Sure the IC has expanded—prior to 9/11, the IC’s budget was somewhere south of $40 billion—but also recall what America’s intelligence agencies have been asked to grapple with in the last 15 years. Beyond reorienting our intelligence capabilities to respond to that massive terrorist attack on the homeland and multiple near-misses, the U.S. also invaded and occupied two countries at the same time, generating an incredible amount of intelligence requirements. We’ve also seen the exponential growth of digital communications, requiring the IC to keep up and grow to meet these challenges. And our old state adversaries haven’t vanished either.

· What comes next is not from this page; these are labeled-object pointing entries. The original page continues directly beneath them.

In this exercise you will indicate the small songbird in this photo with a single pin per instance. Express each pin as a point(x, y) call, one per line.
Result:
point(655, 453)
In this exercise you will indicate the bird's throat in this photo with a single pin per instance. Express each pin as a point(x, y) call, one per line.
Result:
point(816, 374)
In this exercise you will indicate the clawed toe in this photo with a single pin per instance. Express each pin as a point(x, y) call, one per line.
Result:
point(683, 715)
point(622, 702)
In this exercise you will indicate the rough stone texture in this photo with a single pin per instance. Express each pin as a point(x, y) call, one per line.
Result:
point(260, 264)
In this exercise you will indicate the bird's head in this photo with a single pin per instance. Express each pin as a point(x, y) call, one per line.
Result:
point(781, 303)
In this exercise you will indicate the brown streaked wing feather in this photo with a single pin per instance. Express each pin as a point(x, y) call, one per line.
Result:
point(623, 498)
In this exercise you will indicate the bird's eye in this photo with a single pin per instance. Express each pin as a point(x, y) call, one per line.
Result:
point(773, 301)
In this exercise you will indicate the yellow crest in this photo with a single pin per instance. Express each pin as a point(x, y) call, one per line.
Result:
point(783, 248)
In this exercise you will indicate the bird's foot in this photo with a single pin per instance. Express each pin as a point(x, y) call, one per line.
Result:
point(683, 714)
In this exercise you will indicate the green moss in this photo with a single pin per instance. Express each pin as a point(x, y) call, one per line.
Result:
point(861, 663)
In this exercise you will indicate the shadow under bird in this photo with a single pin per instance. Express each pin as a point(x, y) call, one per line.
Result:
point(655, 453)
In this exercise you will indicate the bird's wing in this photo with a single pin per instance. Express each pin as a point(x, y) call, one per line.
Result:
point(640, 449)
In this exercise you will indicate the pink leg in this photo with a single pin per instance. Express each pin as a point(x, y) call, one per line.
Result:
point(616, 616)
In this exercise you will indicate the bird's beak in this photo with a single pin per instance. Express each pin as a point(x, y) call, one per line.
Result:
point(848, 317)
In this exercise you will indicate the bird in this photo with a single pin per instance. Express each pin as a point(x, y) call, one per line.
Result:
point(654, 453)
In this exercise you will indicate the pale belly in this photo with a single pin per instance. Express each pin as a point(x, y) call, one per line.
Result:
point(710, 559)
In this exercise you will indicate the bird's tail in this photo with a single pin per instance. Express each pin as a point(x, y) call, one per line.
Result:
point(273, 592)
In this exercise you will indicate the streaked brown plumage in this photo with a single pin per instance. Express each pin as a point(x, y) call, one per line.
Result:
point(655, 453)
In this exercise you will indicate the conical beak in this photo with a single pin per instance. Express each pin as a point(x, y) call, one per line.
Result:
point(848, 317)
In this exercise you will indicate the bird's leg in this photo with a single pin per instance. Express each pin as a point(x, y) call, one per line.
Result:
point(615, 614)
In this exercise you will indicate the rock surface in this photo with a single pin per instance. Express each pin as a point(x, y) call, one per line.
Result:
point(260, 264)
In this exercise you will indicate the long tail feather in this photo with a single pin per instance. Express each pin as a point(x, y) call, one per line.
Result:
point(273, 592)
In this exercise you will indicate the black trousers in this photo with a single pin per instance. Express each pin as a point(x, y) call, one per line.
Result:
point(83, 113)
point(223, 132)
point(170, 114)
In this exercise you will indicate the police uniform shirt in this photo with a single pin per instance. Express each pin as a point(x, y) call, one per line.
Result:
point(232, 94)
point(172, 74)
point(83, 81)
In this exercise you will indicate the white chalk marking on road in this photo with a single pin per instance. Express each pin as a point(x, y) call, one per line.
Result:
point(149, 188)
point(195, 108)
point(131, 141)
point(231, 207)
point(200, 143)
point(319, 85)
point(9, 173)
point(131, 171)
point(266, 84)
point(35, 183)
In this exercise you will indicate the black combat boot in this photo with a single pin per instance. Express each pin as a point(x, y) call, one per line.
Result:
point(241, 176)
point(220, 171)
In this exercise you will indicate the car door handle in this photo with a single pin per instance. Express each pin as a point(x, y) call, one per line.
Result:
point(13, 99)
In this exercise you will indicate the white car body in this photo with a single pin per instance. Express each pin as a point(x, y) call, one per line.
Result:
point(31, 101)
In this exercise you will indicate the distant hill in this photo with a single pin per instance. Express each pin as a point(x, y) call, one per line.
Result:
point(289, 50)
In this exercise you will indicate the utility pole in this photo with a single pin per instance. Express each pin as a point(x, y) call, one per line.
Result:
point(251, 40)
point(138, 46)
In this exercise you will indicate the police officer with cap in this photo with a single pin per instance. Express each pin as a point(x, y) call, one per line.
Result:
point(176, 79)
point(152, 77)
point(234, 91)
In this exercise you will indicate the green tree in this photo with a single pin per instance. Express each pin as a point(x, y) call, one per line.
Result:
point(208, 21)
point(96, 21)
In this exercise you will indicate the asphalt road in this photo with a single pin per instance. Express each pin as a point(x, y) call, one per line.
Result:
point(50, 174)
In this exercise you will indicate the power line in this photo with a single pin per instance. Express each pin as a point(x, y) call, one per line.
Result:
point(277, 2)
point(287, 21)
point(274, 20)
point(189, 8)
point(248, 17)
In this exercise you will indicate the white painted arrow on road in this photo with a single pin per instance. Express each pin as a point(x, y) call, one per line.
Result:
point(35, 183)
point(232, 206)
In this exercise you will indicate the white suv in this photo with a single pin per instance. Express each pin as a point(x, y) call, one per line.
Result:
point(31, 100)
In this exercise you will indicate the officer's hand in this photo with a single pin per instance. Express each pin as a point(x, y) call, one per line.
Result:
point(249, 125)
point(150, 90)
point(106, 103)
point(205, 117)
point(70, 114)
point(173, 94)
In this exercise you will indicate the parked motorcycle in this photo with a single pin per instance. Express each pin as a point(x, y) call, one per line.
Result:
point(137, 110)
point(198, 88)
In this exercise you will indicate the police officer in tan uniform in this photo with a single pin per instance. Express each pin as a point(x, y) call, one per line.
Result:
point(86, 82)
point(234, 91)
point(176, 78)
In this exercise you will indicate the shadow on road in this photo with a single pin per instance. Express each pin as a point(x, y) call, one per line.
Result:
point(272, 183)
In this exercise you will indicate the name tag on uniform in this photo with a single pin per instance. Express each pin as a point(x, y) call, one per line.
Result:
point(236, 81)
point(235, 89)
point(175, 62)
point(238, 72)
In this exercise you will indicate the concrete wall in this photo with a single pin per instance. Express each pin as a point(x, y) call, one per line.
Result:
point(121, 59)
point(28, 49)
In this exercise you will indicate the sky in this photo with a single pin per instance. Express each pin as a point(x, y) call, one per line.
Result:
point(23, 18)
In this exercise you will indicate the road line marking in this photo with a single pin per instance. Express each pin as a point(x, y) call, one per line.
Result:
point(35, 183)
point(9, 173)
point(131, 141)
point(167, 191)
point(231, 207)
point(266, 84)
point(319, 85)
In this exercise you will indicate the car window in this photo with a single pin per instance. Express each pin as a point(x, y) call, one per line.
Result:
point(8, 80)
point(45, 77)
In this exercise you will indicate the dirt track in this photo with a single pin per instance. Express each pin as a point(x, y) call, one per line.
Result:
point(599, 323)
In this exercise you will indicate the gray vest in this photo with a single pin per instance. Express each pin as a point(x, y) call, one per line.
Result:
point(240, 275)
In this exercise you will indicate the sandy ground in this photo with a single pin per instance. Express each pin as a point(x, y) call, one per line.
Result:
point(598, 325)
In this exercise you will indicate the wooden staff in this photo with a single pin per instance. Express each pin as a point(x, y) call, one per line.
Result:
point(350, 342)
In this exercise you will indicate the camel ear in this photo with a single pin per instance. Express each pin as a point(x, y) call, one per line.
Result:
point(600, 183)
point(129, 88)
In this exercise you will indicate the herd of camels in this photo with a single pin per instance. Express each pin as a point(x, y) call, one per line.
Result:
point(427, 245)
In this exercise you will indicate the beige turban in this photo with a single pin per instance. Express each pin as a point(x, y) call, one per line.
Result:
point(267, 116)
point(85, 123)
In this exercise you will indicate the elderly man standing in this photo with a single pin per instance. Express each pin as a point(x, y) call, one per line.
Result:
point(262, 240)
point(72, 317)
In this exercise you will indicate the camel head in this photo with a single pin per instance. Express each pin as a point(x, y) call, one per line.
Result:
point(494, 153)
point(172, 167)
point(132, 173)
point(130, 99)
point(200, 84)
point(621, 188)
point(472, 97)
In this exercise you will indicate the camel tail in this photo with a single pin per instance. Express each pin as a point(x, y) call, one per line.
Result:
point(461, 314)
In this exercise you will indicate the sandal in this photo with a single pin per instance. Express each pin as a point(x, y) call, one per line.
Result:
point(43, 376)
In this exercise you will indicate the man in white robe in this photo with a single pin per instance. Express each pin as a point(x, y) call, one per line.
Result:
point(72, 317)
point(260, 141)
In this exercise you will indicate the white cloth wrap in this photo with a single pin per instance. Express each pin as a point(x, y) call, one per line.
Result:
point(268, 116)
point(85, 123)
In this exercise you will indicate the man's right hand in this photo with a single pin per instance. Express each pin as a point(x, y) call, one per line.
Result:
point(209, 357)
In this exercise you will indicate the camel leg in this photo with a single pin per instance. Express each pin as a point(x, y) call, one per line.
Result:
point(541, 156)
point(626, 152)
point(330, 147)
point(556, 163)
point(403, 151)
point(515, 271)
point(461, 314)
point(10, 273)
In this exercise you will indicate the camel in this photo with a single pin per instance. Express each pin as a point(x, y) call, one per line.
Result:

It's a pity the author hamstrung his own argument with shoddy numbers because some of what he says has merit. Of course, just throwing money at the intelligence agencies have probably caused massive inefficiencies and redundancies, hidden by degrees of classification. Indeed, it seems the mission and scope of the administration’s latest effort to integrate cyber efforts, the “Cyber Threat Intelligence Integration Center,” sounds a lot like one that already exists, DHS’ “National Cybersecurity and Communications Integration Center.” So, yes, the author has a point when he wrote, “the excessive secrecy shrouding intelligence activities means Americans have little public information from which to evaluate whether the intelligence enterprise is worth the investment.” But that’s the inherent tension of intelligence agencies within a democracy– their efforts are supposed to be secret.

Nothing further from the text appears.